It’s called the urban survival gap – fuelled by the growing inequality between rich and poor in both developing and developed countries – and it literally determines whether millions of infants will live or die before their fifth birthday. Save the Children’s annual report on the State of the World’s Mothers 2015 ranks 179 countries and concludes that that “for babies born in the big city, it’s the survival of the richest.”
Speaking from the launch at U.N. Headquarters, Carolyn Miles, president and CEO of Save the Children, said that for the first time in history, more families are moving into cities to give their children a better life. But this shift from a rural to an urban society has increased disparities within cities.

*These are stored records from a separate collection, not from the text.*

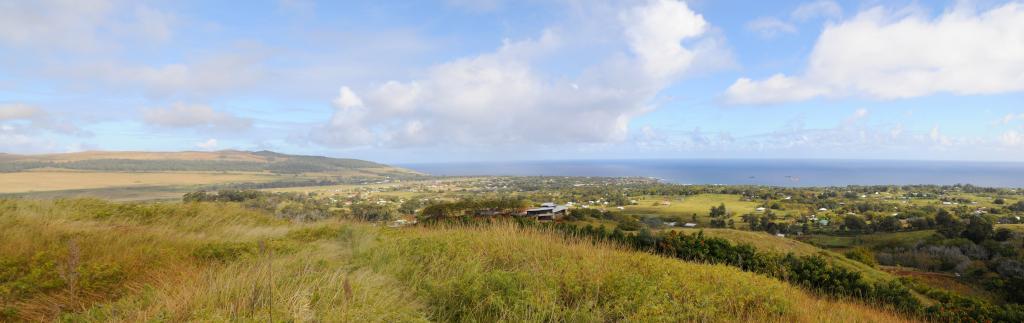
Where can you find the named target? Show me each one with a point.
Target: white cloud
(194, 116)
(1011, 118)
(1013, 138)
(888, 55)
(18, 111)
(820, 8)
(347, 98)
(210, 144)
(769, 27)
(655, 32)
(777, 88)
(502, 97)
(476, 5)
(213, 74)
(31, 118)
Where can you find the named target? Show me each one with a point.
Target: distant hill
(192, 161)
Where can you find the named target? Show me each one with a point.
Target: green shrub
(863, 255)
(224, 251)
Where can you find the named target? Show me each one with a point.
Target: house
(548, 211)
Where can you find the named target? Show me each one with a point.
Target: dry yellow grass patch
(41, 180)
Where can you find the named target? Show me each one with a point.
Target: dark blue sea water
(745, 171)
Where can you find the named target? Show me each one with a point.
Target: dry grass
(220, 263)
(219, 156)
(50, 179)
(509, 274)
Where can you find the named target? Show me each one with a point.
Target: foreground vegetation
(88, 259)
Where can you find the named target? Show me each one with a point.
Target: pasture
(51, 179)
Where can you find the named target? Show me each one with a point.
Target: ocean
(748, 171)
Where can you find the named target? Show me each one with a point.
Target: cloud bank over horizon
(483, 80)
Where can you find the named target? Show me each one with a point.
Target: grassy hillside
(98, 261)
(192, 161)
(141, 175)
(767, 242)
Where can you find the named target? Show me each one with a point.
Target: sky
(485, 80)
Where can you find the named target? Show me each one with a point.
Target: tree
(889, 224)
(978, 230)
(717, 211)
(947, 225)
(855, 223)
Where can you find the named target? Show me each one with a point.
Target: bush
(863, 255)
(224, 251)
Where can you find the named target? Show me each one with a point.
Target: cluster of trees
(298, 206)
(473, 207)
(811, 272)
(971, 247)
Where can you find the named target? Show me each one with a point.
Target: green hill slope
(767, 242)
(98, 261)
(193, 161)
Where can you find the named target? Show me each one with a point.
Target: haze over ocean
(750, 171)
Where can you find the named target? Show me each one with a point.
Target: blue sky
(463, 80)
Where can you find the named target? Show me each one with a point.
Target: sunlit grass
(221, 263)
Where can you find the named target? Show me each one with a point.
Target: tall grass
(90, 260)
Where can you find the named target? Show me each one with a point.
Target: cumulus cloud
(886, 55)
(26, 128)
(194, 116)
(210, 144)
(1010, 118)
(1013, 138)
(769, 27)
(821, 8)
(502, 96)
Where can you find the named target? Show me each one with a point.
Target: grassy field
(764, 241)
(51, 179)
(686, 206)
(89, 260)
(1016, 228)
(869, 240)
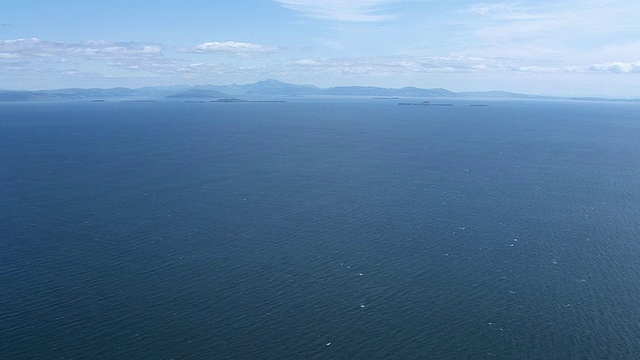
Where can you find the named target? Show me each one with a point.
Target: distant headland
(265, 88)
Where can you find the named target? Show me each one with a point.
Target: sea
(320, 228)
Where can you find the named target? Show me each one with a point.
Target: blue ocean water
(349, 229)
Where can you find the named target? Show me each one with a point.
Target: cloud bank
(231, 48)
(94, 49)
(339, 10)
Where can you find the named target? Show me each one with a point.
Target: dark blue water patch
(319, 229)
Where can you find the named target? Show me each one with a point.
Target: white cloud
(232, 48)
(38, 48)
(618, 67)
(342, 10)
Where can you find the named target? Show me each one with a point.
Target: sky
(565, 48)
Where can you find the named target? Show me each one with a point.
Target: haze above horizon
(571, 48)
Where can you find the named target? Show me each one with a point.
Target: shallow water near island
(318, 228)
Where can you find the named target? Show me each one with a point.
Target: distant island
(266, 88)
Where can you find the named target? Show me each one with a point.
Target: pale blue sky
(574, 47)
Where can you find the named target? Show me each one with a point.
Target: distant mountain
(275, 87)
(268, 87)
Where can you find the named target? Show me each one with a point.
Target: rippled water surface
(352, 229)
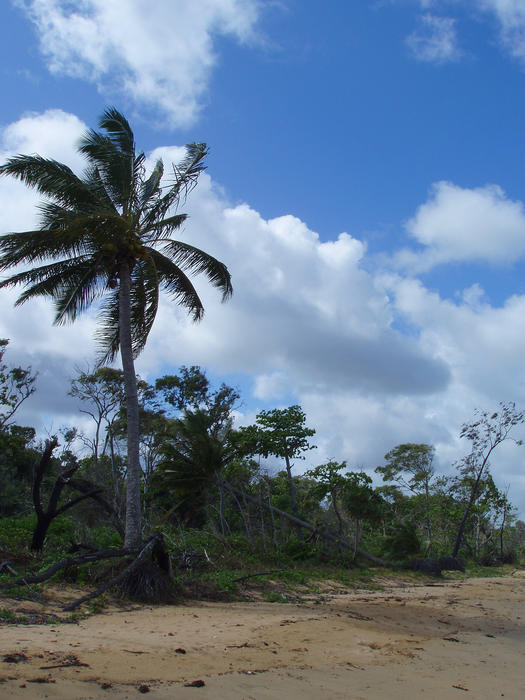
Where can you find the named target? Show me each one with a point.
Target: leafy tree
(16, 385)
(190, 390)
(411, 466)
(191, 463)
(107, 236)
(281, 433)
(102, 394)
(330, 482)
(485, 433)
(361, 502)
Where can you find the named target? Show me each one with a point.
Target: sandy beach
(446, 640)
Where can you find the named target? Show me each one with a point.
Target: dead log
(325, 535)
(131, 569)
(70, 561)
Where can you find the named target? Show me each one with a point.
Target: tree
(330, 482)
(106, 237)
(361, 502)
(281, 433)
(411, 466)
(192, 461)
(485, 432)
(190, 390)
(16, 385)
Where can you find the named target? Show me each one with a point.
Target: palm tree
(192, 461)
(106, 237)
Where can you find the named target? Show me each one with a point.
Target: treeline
(199, 473)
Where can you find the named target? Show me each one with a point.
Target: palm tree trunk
(133, 534)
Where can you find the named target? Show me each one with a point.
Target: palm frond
(108, 333)
(185, 175)
(151, 186)
(32, 246)
(50, 178)
(78, 291)
(176, 283)
(161, 230)
(144, 302)
(192, 259)
(37, 274)
(119, 130)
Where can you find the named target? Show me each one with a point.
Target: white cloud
(510, 15)
(306, 320)
(157, 54)
(435, 40)
(458, 224)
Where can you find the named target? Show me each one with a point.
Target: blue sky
(365, 187)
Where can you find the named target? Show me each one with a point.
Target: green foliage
(16, 385)
(403, 542)
(299, 550)
(279, 432)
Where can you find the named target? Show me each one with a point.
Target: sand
(452, 639)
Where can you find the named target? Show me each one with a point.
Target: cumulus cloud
(510, 15)
(302, 308)
(307, 321)
(459, 224)
(435, 40)
(157, 54)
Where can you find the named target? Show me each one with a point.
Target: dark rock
(427, 566)
(451, 563)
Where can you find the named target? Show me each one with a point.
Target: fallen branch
(117, 579)
(325, 535)
(6, 567)
(260, 573)
(70, 561)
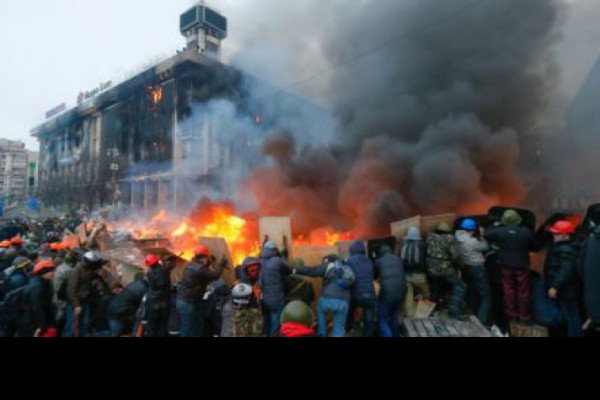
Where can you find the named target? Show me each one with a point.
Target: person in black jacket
(363, 292)
(123, 308)
(590, 271)
(196, 277)
(334, 298)
(514, 243)
(158, 305)
(39, 294)
(274, 271)
(560, 275)
(390, 270)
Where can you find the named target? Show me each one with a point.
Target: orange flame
(218, 221)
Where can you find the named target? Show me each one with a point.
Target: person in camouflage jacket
(442, 254)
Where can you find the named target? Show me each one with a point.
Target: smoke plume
(433, 117)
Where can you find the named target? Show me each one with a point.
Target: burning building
(147, 141)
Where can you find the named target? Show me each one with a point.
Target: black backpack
(61, 293)
(15, 303)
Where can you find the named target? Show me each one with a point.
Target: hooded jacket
(514, 245)
(272, 275)
(470, 249)
(560, 271)
(331, 290)
(195, 281)
(364, 289)
(591, 275)
(390, 270)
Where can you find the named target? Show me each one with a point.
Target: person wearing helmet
(123, 308)
(84, 290)
(158, 303)
(413, 254)
(196, 277)
(561, 276)
(334, 298)
(471, 255)
(17, 244)
(442, 258)
(7, 258)
(515, 243)
(39, 299)
(16, 276)
(247, 316)
(297, 320)
(274, 271)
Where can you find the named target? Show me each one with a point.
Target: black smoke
(436, 114)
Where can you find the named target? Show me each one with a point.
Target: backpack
(61, 294)
(341, 274)
(15, 303)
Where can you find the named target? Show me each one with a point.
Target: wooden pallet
(444, 327)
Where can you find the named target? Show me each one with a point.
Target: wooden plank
(152, 243)
(449, 325)
(400, 228)
(275, 229)
(463, 328)
(518, 330)
(344, 249)
(313, 257)
(411, 331)
(431, 331)
(480, 329)
(218, 248)
(440, 327)
(429, 224)
(420, 328)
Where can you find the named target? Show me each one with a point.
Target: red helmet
(202, 251)
(152, 260)
(43, 267)
(563, 228)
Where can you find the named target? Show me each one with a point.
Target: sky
(52, 50)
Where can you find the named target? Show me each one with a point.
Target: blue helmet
(469, 225)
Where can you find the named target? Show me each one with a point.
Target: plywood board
(344, 249)
(429, 224)
(275, 229)
(518, 330)
(218, 248)
(313, 257)
(400, 228)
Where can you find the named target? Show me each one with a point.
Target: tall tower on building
(204, 28)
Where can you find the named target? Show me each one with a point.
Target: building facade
(146, 142)
(13, 171)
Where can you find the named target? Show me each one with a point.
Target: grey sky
(52, 50)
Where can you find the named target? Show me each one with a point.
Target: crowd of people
(49, 289)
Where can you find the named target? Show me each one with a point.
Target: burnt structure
(147, 141)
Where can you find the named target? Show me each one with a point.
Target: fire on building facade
(141, 143)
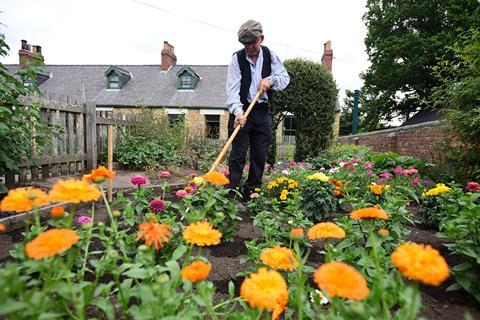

“Our report reveals a devastating child survival divide between the haves and have-nots, telling a tale of two cities among urban communities around the world, including the United States,” Miles added.
The document estimates that 54 percent of the world’s population lives in urban areas, and by 2050 the concentration of people in cities will increase to 66 percent, especially in Asia and Africa.
The World Health Organisation (WHO) says that nearly a billion people live in urban slums, shantytowns, on sidewalks, under bridges and along railroad tracks.
While women living in cities may have easier access to primary health care, including hospitals, many governments have been unable to keep up with this rapid urban growth. One-third of all urban residents – over 860 million people – live in slums where they face lack of clean water and sanitation, alongside rampant malnutrition.